I have been very aware of the fact that I have been acting schizophrenic lately. Don’t worry, all of the treatments have not contributed to giving me a mental disorder. However, I feel like I am often giving mixed signals to people regarding how I want to be treated during this process. Most of the time, I want to be treated “normal” and I don’t want people to dwell on my disease. However, sometimes, I wouldn’t mind a little special treatment. Here are a few examples that bring this predicament to life:

  • I get frustrated when Dave and I go out with friends for dinner and he doesn’t notice that I am getting tired and need to go home. But on those nights that he constantly checks in with me, I get annoyed with him.
  • I love Gustavo, a personal trainer that helps me stay fit, because he pushes my physically despite my cancer. He doesn’t notice that I don’t have hair and that sometimes I am weak…every time I see him he challenges me to get stronger. However, when he pushes me a bit too far, and tries to get me to do an exercise that I don’t have the strength to do, I get really angry.
  • I made such a point of telling my friends and family NOT to check in with me constantly and treat me differently this 2nd time around but, I have to admit that I miss the phone calls, letters and care packages that people used to send.
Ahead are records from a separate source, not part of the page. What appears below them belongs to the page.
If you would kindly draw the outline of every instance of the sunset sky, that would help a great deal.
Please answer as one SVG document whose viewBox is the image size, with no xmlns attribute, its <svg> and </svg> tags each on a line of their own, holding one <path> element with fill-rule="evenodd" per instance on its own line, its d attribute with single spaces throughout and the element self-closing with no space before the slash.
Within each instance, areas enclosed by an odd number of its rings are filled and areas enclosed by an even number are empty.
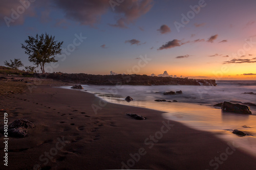
<svg viewBox="0 0 256 170">
<path fill-rule="evenodd" d="M 21 43 L 47 32 L 64 43 L 57 65 L 46 71 L 256 80 L 255 0 L 0 4 L 0 65 L 14 58 L 32 65 Z"/>
</svg>

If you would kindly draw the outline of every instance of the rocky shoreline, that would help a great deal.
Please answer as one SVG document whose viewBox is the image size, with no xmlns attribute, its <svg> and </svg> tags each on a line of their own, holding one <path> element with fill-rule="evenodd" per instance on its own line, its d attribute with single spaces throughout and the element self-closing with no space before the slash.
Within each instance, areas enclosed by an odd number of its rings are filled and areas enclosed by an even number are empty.
<svg viewBox="0 0 256 170">
<path fill-rule="evenodd" d="M 172 77 L 148 76 L 139 75 L 94 75 L 86 74 L 62 72 L 36 74 L 37 78 L 52 79 L 65 82 L 83 84 L 116 85 L 184 85 L 195 86 L 216 86 L 215 80 L 193 79 Z"/>
</svg>

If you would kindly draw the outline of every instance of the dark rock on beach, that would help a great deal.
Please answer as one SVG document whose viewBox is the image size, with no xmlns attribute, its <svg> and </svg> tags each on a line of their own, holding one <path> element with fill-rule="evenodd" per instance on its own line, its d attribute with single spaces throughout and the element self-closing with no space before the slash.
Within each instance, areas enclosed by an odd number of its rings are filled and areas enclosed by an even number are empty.
<svg viewBox="0 0 256 170">
<path fill-rule="evenodd" d="M 254 103 L 243 103 L 243 104 L 247 105 L 247 106 L 249 106 L 256 107 L 255 104 L 254 104 Z"/>
<path fill-rule="evenodd" d="M 146 117 L 136 114 L 126 113 L 127 116 L 131 116 L 136 120 L 145 120 Z"/>
<path fill-rule="evenodd" d="M 9 126 L 9 135 L 15 137 L 24 137 L 28 135 L 26 129 L 35 127 L 35 125 L 27 119 L 20 118 L 16 119 Z"/>
<path fill-rule="evenodd" d="M 237 135 L 239 135 L 239 136 L 246 136 L 246 135 L 247 135 L 247 134 L 241 131 L 240 131 L 238 129 L 235 129 L 233 131 L 233 132 L 232 132 L 232 133 L 233 133 L 233 134 L 235 134 Z"/>
<path fill-rule="evenodd" d="M 168 92 L 165 92 L 163 93 L 163 94 L 164 95 L 173 95 L 173 94 L 176 94 L 176 93 L 175 93 L 175 91 L 168 91 Z"/>
<path fill-rule="evenodd" d="M 182 91 L 181 90 L 177 91 L 176 91 L 176 94 L 182 94 Z"/>
<path fill-rule="evenodd" d="M 222 103 L 220 103 L 217 104 L 216 105 L 214 105 L 214 107 L 221 107 L 221 106 L 222 106 Z"/>
<path fill-rule="evenodd" d="M 130 97 L 130 96 L 127 96 L 127 97 L 125 98 L 125 99 L 124 99 L 126 101 L 133 101 L 133 99 Z"/>
<path fill-rule="evenodd" d="M 9 135 L 12 137 L 25 137 L 28 135 L 28 131 L 25 129 L 8 129 Z"/>
<path fill-rule="evenodd" d="M 224 102 L 221 106 L 224 112 L 230 112 L 246 114 L 251 114 L 250 108 L 246 105 L 239 104 L 233 104 L 228 102 Z"/>
<path fill-rule="evenodd" d="M 34 127 L 35 125 L 29 120 L 24 118 L 16 119 L 9 126 L 9 128 L 10 129 L 31 129 Z"/>
<path fill-rule="evenodd" d="M 80 85 L 75 85 L 74 86 L 72 87 L 71 88 L 75 88 L 78 89 L 83 89 L 83 88 Z"/>
</svg>

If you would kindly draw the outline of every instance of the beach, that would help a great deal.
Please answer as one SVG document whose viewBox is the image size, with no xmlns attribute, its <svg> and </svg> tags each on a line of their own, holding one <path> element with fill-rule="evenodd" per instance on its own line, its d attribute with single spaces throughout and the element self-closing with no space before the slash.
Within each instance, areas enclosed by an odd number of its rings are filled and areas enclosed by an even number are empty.
<svg viewBox="0 0 256 170">
<path fill-rule="evenodd" d="M 162 112 L 106 103 L 86 91 L 37 86 L 31 93 L 2 95 L 1 106 L 1 116 L 7 113 L 9 124 L 22 118 L 36 126 L 28 130 L 28 137 L 9 138 L 8 166 L 2 162 L 1 169 L 254 169 L 256 166 L 255 158 L 210 132 L 164 119 Z M 146 119 L 136 120 L 125 113 Z"/>
</svg>

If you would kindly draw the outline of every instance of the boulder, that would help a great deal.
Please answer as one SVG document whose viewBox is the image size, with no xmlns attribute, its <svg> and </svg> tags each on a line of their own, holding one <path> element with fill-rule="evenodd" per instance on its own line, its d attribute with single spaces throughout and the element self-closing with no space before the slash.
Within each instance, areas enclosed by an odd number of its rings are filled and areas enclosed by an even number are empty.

I find that my moods and desires can turn on a dime and I can never anticipate how I am going to feel ahead of time. The truth is that I want so much for this disease not to slow me down that sometimes I don’t like to admit to myself that I am not feeling 100% or that I have a valid “excuse” for not feeling strong, or for feeling tired.

I am constantly asking myself, "What's the Happy Medium?" - what behavior should I exhibit that would be a good compromise between how I really feel and how I wish I was feeling.

So, please bear with me and be patient as I work through these mood swings that I am experiencing. And please check in with me…it is always nice to hear from people who love you.